Inspired by the nearby death of the great -grandfather, the winner of the scholarship hopes to make life safer for fishermen

Ben Collings-Mackay says he knows how he will spend the $ 45,000 he received for Frank H. Sobey’s prestigious scholarship.
Collings-Mackay, a fourth year’s business student at St. Francis Xavier University in Antigonish, NS, and a fourth generation lobster fisherman, is one of the eight recipients this year of the scholarship for the students of the Atlantic Canadian affairs. It has an activity focused on creating a life jacket for commercial fishermen who is less cumbersome than traditional ones.
The life jacket swells automatically when someone affects the water and would have a GPS function that sends ping to nearby boats and emergency services that detailed the position of the exaggerated person, said Collings-Mackay. A stroboscopic light on the jacket would also contribute to making it easier to identify the person.
Collings-Mackay said that his company, Cm Marine Safety Equipment, is working with a law firm and hopes to submit patent applications within the next few weeks.
He said the company has worked with an engineering company to develop a prototype of the life jacket and aim to build it this summer. The device would be tested in preparation for approval by regulatory agencies such as Transport Canada and the United States coast guard.

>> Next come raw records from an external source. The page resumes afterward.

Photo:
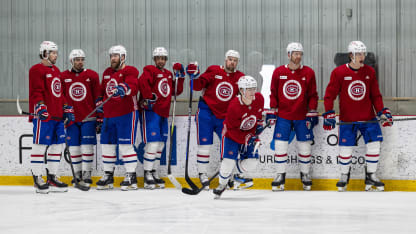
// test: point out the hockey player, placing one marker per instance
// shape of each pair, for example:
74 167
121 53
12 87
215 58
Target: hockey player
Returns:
120 83
293 103
156 90
239 137
219 86
81 88
359 96
50 110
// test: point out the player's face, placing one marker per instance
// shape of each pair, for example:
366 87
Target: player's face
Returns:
78 63
115 61
296 57
231 63
53 56
160 61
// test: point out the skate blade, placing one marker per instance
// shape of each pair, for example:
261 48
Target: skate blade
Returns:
105 187
130 187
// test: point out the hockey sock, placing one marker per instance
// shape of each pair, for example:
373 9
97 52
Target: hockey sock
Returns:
54 158
129 157
345 153
36 158
227 166
304 156
87 157
280 156
203 158
109 156
372 155
76 157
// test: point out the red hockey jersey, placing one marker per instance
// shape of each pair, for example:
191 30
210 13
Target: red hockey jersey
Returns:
118 106
241 120
218 87
45 85
358 91
160 83
293 92
81 90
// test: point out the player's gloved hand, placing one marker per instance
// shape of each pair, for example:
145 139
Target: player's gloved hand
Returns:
386 119
69 114
121 90
148 103
312 119
329 120
179 70
192 70
271 116
42 112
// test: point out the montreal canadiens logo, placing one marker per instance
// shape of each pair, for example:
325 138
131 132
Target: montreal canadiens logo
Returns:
224 91
110 87
292 89
56 87
77 91
164 88
248 122
356 90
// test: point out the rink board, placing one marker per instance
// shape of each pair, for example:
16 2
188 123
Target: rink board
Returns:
397 167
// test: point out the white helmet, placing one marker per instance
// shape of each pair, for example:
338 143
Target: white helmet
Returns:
357 47
76 53
160 51
246 82
232 53
294 46
47 46
118 49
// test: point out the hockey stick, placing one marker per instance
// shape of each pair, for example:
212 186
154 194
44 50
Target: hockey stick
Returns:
81 186
373 121
96 108
172 129
188 180
21 112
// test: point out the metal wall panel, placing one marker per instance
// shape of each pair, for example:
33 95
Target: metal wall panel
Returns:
203 30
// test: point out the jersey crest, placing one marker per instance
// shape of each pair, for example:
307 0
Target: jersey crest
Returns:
357 90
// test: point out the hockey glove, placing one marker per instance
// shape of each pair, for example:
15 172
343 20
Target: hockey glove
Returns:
312 119
329 120
271 116
121 90
178 70
42 112
192 70
69 114
386 119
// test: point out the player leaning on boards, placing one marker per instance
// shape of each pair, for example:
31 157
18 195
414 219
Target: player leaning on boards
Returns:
120 84
81 88
156 90
293 103
219 86
242 125
50 110
359 96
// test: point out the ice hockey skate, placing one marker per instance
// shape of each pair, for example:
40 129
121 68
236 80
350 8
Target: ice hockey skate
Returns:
106 182
160 183
372 183
241 183
40 185
149 180
203 178
278 183
306 181
129 182
219 190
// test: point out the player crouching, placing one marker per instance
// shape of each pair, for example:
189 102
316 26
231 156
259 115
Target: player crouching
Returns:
240 134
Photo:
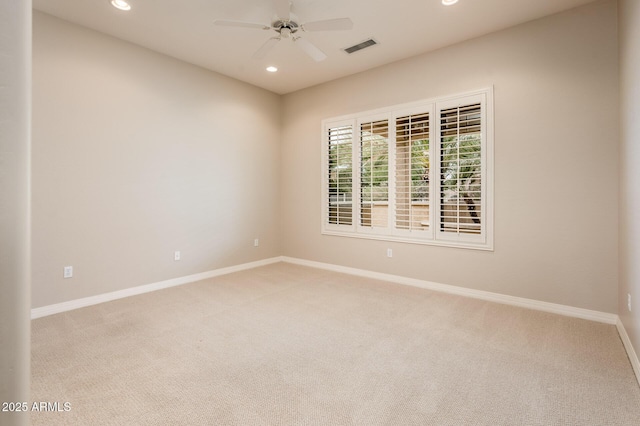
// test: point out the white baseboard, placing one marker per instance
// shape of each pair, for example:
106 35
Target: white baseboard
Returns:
106 297
565 310
633 357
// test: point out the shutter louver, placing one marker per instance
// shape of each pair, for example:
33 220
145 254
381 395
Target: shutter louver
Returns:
412 172
374 174
340 196
461 170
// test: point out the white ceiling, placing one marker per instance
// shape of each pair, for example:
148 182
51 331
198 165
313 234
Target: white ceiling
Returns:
184 29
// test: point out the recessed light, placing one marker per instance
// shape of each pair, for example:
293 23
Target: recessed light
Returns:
120 4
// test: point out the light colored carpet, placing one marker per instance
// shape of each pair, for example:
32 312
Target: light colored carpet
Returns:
290 345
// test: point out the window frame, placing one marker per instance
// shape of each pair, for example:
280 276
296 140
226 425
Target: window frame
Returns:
433 235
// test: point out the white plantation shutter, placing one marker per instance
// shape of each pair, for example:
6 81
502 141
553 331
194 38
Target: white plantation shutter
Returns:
412 172
374 174
419 173
340 175
461 170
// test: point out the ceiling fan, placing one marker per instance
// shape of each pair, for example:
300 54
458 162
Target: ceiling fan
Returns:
286 26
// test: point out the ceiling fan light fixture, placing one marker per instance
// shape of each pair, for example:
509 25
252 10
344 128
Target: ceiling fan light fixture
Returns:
285 32
120 4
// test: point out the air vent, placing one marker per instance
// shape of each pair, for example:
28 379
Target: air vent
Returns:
360 46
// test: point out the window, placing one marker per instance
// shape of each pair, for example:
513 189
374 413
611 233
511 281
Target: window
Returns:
418 173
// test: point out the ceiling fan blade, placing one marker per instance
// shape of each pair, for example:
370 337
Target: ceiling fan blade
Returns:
260 53
329 25
223 23
310 49
283 9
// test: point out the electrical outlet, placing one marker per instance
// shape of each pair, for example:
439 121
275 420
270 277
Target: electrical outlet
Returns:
67 272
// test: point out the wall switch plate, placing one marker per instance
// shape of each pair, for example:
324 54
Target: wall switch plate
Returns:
67 272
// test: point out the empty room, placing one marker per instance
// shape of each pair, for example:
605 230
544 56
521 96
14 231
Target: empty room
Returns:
312 212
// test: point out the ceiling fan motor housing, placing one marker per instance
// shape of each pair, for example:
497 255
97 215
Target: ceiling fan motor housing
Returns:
285 28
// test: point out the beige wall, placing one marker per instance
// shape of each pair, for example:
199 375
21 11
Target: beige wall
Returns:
556 149
15 99
136 155
629 36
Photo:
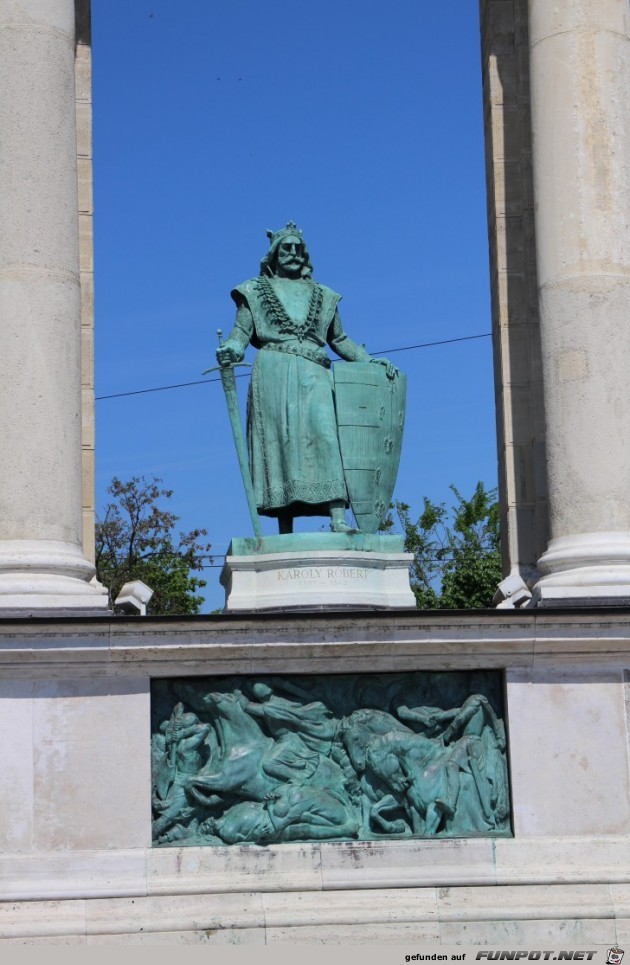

“The engineers and lawyers are not cheap,” said Collings-Mackay, a 22-year-old from Montague, Pei “and it will be nice to be able to continue pushing this project along the way and bringing him to save someone’s life. This is what this prize means.”
For Collings-Mackay, water safety is personal.
Tragedy of 1958
In June 1958, his great -grandfather and a colleague had just sold the capture for the day. When they were returning to the shore in a light dinghy – according to June 6, 1958, Charlottetown Guardian – the boat turned upside down, throwing the couple into a quick tide out. The great-grandfather of Collings-Mackay managed to grab a mooring rope that ran between a buoy and a boat anchored on the ground and stopped rescued. His colleague, Ernest Brown, was swept away by the tide and died.
And on the first day of fishing in Collings-Mackay, which arrived after his first year of university, he received a reminder of the dangers on the water.
When a boat stopped next to that of Collings-Mackay, he noticed a man who was wetting and a little shaking. When the man had been at sea, he was knocked on board but managed to survive.
Collings-Mackay wondered why the person did not wear a jacket of life. But soon he had a different perspective on the jackets of life when he was out to work.

“You realize the reason why people do not wear them and how they are completely inadequate for work,” he said, noting that they are bulky, they are captured by things and hinder their functions.
Also, said Collings-Mackay, there is a stigma around the jackets of life.
“Fishing is a very generational and traditional industry,” he said. “People fish with their fathers and their grandparents and never wear them, so why should they? And I think there is also a little pressure between even even there to adapt, however foolish it may seem.”
Fishing dead
From 1999 to 2021, the Average number of deaths per year on Canadian commercial fishing ships It was about 12. In almost half of cases, it was the lack of personal floating devices.
Mary Oxner is one of the accounting professors of Collings-Mackay. He said that the scope of what he is working on is much more complex than companies that many other students have created.
“This is an expensive thing to bring to the market,” he said. “It requires in -depth tests, requires a patent, requires legal advice, requires technical and engineering support … it is a complex thing to do when you are a young twenty -year -old to try to pull all these supports and resources.”
The entrepreneurial aspirations of Collings-Mackay are very far from its original life plans. Growing up, he always thought he would join the military. (We need in the reserve unit of the new Scotland Highlanders.) He said his parents encouraged him to focus on education.
‘It is really giving me a purpose’
The school has not always been easy for Collings-Mackay, who fought and had to be tutat in mathematics at secondary school, which is surprising, given that today it is Major in accounting.
“If I hadn’t come to school, I would never have done this project,” he said. “And I think I’m really giving me a purpose, something I can achieve and fight.”
This motivation comes in part by the people who have invested in his company, but also to the safety of loved ones.
“Every time I launch, I say that it is not a bigger motivation than having all your friends and family that fish every day without a mask of life,” he said. “It’s a tragedy waiting to happen.”